Terkait nominal usulan, PKB tidak menetapkan angka tertentu, tetapi menekankan bahwa dana yang disalurkan harus dapat digunakan secara efektif oleh partai tanpa menyalahi aturan. “Dikasih Rp 10.000, dikasih Rp 5.000, tetapi partai nggak bisa pakai karena melanggar aturan, nanti malah jadi temuan BPK, jadi fraud,” ujarnya.
Meski demikian, secara prinsip PKB mendukung adanya peningkatan dana bantuan negara untuk partai politik. “Ya kita mendukung, setuju lah.
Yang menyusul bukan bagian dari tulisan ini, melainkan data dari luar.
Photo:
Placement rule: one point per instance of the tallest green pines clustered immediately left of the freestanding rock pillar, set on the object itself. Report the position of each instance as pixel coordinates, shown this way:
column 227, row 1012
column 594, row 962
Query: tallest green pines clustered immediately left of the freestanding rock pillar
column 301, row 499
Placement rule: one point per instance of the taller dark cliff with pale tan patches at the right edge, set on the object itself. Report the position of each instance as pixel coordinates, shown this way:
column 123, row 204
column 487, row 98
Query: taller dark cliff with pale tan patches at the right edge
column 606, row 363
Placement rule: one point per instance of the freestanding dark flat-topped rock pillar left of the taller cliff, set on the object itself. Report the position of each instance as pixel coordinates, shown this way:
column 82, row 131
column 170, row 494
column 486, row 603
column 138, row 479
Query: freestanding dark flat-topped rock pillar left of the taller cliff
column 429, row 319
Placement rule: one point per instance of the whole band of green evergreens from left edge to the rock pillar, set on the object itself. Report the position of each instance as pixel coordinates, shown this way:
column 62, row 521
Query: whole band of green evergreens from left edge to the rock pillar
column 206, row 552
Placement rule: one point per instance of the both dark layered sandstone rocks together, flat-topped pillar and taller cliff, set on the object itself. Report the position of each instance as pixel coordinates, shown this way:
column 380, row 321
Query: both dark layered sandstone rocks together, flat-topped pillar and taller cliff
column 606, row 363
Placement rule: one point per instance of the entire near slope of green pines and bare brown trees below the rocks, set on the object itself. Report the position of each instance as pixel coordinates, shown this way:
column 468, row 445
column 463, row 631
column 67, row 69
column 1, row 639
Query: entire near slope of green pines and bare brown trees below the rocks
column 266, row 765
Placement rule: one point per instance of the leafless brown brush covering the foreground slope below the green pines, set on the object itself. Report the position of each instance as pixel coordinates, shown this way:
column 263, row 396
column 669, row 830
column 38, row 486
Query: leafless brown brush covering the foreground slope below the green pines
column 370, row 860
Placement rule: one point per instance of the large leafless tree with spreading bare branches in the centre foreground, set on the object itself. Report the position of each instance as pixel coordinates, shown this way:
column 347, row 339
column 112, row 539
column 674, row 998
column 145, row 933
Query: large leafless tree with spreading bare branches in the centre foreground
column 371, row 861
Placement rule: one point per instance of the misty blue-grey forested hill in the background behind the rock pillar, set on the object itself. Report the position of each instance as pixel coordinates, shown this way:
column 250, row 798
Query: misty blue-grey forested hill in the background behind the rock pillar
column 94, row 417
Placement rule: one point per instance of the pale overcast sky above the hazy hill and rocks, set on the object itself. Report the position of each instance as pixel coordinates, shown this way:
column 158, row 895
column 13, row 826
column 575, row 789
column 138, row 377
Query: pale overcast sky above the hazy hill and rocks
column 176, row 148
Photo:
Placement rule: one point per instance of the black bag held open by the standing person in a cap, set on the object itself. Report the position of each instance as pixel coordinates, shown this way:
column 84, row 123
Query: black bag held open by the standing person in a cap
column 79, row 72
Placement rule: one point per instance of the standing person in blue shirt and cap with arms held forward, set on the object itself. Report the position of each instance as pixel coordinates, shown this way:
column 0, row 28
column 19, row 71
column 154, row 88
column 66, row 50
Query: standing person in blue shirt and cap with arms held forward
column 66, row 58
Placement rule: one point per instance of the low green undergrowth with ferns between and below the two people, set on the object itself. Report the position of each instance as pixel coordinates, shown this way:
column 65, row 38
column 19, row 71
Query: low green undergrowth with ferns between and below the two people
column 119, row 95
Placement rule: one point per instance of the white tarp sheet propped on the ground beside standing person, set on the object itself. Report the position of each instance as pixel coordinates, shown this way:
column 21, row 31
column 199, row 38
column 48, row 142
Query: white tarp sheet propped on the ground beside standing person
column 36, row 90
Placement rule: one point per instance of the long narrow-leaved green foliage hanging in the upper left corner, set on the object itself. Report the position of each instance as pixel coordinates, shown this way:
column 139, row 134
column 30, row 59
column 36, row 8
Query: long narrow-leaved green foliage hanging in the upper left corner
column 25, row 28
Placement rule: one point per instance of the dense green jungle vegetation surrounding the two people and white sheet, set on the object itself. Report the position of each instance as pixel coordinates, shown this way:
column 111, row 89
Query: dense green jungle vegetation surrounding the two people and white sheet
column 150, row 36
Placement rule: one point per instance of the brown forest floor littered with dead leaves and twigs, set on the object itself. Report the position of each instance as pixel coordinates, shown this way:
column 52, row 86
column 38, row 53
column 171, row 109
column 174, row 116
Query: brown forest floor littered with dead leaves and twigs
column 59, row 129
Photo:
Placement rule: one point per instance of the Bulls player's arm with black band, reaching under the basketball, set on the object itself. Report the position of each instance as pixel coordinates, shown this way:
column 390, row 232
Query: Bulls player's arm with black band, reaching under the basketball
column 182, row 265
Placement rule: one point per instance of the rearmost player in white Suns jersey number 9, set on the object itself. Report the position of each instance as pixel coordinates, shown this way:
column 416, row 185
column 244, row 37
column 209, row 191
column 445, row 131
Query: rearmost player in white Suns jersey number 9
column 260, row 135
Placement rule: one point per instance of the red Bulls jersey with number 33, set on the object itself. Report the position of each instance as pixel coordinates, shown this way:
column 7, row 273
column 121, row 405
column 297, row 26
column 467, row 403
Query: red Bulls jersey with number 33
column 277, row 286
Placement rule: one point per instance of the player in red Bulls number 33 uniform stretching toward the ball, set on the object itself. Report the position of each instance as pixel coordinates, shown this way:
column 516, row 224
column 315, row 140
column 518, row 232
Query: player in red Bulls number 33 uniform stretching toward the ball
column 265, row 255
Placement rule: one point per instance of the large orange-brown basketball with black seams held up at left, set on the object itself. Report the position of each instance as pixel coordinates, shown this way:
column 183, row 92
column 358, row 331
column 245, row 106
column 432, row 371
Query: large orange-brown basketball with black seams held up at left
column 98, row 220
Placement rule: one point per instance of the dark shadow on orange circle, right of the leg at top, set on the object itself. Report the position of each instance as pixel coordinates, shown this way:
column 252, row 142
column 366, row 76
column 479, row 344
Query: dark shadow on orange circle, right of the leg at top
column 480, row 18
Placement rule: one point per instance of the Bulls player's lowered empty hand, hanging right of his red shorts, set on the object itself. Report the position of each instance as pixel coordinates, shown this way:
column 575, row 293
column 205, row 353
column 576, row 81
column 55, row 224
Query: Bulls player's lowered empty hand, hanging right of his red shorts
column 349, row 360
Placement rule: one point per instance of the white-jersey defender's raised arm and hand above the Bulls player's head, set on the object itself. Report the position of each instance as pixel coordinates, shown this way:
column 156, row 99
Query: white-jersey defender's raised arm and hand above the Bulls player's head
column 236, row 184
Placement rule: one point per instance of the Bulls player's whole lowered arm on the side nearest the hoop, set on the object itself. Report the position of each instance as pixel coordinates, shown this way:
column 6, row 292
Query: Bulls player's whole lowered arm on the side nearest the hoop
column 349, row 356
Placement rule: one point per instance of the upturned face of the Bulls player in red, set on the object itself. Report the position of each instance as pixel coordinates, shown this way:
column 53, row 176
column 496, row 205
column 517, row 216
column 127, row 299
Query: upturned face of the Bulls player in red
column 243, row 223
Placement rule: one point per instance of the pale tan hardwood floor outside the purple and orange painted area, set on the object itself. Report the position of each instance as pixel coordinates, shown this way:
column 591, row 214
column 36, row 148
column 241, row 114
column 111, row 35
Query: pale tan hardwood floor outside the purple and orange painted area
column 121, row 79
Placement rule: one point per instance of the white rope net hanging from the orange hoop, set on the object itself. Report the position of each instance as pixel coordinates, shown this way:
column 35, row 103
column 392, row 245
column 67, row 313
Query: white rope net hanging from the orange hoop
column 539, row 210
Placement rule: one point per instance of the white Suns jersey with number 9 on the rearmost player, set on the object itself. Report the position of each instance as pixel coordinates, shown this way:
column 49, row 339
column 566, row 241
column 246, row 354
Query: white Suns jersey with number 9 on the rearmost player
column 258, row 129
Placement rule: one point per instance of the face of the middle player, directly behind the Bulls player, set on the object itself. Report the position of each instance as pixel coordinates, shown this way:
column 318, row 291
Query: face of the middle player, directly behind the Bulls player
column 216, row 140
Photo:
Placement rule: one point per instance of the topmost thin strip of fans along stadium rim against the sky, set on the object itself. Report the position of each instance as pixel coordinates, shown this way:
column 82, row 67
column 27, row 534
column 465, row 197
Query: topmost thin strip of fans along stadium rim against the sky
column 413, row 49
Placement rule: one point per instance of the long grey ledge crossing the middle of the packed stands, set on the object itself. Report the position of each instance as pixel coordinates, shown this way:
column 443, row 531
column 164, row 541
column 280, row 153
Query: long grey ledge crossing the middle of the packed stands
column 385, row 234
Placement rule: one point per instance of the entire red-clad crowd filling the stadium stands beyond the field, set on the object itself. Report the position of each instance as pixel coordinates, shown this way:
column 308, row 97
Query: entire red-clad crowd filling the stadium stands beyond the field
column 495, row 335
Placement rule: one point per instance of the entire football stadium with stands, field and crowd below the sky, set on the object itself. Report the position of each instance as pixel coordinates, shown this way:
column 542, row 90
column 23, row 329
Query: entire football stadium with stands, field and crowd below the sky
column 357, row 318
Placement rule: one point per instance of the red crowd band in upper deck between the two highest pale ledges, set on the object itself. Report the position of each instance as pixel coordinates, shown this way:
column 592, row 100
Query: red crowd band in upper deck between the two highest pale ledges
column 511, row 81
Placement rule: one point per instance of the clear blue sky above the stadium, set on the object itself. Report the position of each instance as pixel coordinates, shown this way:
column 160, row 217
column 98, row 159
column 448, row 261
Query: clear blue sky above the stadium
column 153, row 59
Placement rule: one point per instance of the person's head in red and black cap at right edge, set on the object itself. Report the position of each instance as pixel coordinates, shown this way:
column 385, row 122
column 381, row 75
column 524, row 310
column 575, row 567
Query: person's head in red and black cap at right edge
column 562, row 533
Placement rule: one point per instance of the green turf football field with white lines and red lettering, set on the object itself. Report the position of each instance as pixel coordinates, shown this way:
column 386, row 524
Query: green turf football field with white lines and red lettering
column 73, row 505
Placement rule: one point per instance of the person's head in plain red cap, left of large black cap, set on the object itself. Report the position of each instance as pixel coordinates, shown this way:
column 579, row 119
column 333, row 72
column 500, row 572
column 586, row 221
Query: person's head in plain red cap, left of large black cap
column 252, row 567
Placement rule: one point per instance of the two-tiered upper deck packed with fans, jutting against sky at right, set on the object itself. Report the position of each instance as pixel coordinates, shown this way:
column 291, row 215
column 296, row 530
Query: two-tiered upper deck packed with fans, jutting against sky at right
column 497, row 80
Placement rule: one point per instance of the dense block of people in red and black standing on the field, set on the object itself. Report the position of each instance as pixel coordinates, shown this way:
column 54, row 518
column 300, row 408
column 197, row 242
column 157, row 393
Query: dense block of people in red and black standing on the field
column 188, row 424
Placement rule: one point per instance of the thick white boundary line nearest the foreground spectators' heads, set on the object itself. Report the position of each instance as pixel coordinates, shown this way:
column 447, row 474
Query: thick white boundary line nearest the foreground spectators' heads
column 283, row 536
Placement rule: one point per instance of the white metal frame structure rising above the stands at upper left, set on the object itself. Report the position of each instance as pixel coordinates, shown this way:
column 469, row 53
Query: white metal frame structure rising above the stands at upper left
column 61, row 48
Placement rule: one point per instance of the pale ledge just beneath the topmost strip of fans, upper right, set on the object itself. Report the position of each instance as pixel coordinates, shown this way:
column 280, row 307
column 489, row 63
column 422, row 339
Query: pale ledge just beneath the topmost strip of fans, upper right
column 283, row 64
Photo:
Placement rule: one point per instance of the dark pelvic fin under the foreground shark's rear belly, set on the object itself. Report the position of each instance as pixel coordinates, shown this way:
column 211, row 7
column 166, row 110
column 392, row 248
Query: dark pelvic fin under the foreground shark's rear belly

Siapa yang nggak setuju? Kita bisa jalankan proses kaderisasi di partai kalau ada anggaran,” tegas Cucun.
Dengan berbagai catatan tersebut, wacana kenaikan bantuan keuangan parpol tampaknya tidak bisa berdiri sendiri. Tanpa pembenahan sistem, pengawasan, dan peraturan teknis yang memungkinkan penggunaan anggaran secara tepat guna dan transparan, risiko penyalahgunaan tetap mengintai.
Kemampuan anggaran negara
Sebelumnya, Ketua DPR Puan Maharani saat ditemui di Kompleks Parlemen, Jakarta, Selasa (27/5/2025), mengatakan, usulan kenaikan dana bantuan partai politik (parpol) bisa saja dimaksudkan untuk mengurangi potensi korupsi dengan mencukupi kebutuhan operasional partai. Namun, usulan tersebut harus disesuaikan dengan kemampuan anggaran negara.
”Jadi, hal itu perlu dikaji kembali dan apakah kemudian anggaran yang ada di APBN memang bisa cukup untuk membiayai hal tersebut. Itu dulu,” ujar Puan.
Sementara Ketua Badan Anggaran (Banggar) DPR Said Abdullah menekankan bahwa partai memang membutuhkan anggaran untuk operasional, kaderisasi, hingga workshop. Namun, ia menilai, kenaikan bantuan parpol belum urgen dan perlu didahului dengan penguatan kapasitas kelembagaan dan sumber daya manusia (SDM) partai.
”Jadi, sesungguhnya yang diperlukan adalah penguatan kapasitas dari partai politik itu sendiri karena mengelola anggaran yang sejatinya dari APBN,” tutur Said.